5 least vulnerable teams
1. Denver Nuggets: There might be a tie or two across 30 teams, but no player in the NBA tops Nuggets center Nikola Jokic in the “unique” category. His passing ability and feel for the game, in a 7-foot, 250-pound package, are unicorn-worthy. Only Wilt Chamberlain among the league’s historic big men ever posted season stats across the board better than Jokic’s 20.1 ppg, 10.8 rpg and 7.3 apg. OK, so if the Denver center is that special, how would it cope if he were out for a significant number of games? With depth and versatility, mixed with the continuity that sets the Nuggets apart from almost every other team. You get the feeling that coach Michael Malone has had a restrictor plate on some of his guys, in terms of individual potential, in order to serve the group good. But that means Jamal Murray, Will Barton, Malik Beasley, Gary Harris or new additions (Jerami Grant or Michael Porter Jr.) could boost their production to ease Jokic’s hypothetical unavailability.

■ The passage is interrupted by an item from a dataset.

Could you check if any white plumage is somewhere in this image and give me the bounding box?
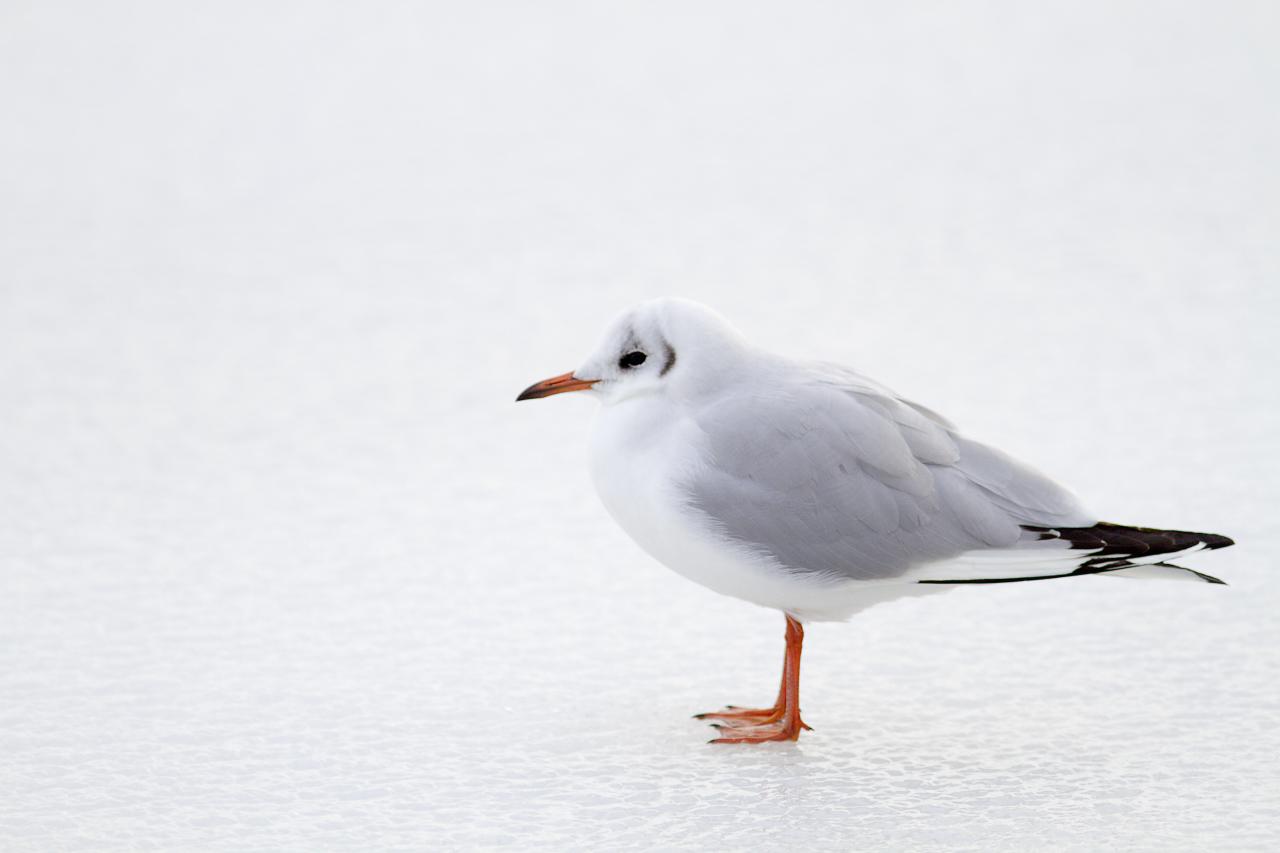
[517,297,1232,742]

2. Houston Rockets: Can a team lose a former MVP in his prime to significant injury and avoid sputtering to the side? It can if it has two of them. While finding the ideal fit of James Harden’s and Russell Westbrook’s game looms as the season’s biggest chore for Rockets coach Mike D’Antoni, an extended layoff for either would be a pretty familiar spot for either. Harden has flown solo in the past in Houston and Westbrook had that role in OKC. The biggest danger would come not from opponents but from undoing whatever strides had been made in blending their talents. Bad habits in March, for instance, could linger in the playoffs.
3. Indiana Pacers: The Pacers rate this high, in terms of playing in Kevlar uniforms, because they have done it. Losing All-Star guard Victor Oladipo to a ruptured right quadriceps tendon last January should have sent them into a death spiral. But they bucked up well, managing a 16-19 record over the final three months to finish 48-34 and grab the East’s fifth seed. More telling, when Oladipo was hurt for three weeks earlier in the season, Indiana went 7-4. He remains their best player under contract, someone they’ll have to do without for a while now.

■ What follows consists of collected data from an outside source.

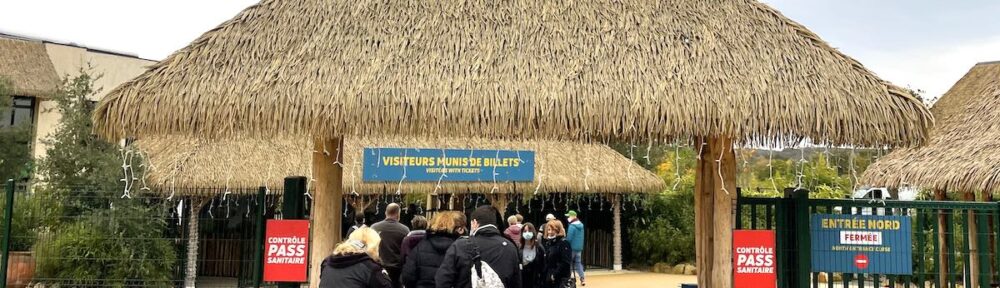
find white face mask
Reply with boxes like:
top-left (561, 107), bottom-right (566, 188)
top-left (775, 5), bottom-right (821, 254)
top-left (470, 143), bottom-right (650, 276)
top-left (522, 232), bottom-right (534, 240)
top-left (546, 235), bottom-right (557, 240)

4. Philadelphia 76ers: The Sixers’ plan has been to plant enough stars in its lineup that the loss of one wouldn’t really matter. They’re not quite that bulletproof, but the on-time development of center Joel Embiid and guard Ben Simmons, added to the consistency of Tobias Harris, suggests an injury to any of them would be less traumatic than in the past. Even as recently as last season, the 51-31 Sixers were 8-10 when Embiid missed games and 1-2 with Simmons out. With so many stellar tandems dotting the NBA landscape, Philadelphia arguably has the best Big Three, and that depth of stars might matter.
5. Portland Trail Blazers: Not to downplay point guard Damian Lillard’s importance -- or, for that matter, his reliability (Lillard has played in 541 of 574 career games). This is more a testament to GM Neil Olshey’s resourcefulness and coach Terry Stotts’ resiliency in steering the Blazers through setbacks and allegedly dashed expectations in the past. They’ve been able to shape-shift Portland to emphasize other styles and traits as needed. After losing center Jusuf Nurkic two weeks before the 2019 playoffs, the Blazers finished 8-2 and reached the West finals. In Anfernee Simons, they added another dynamic backcourt player to team with either Lillard or C.J. McCollum.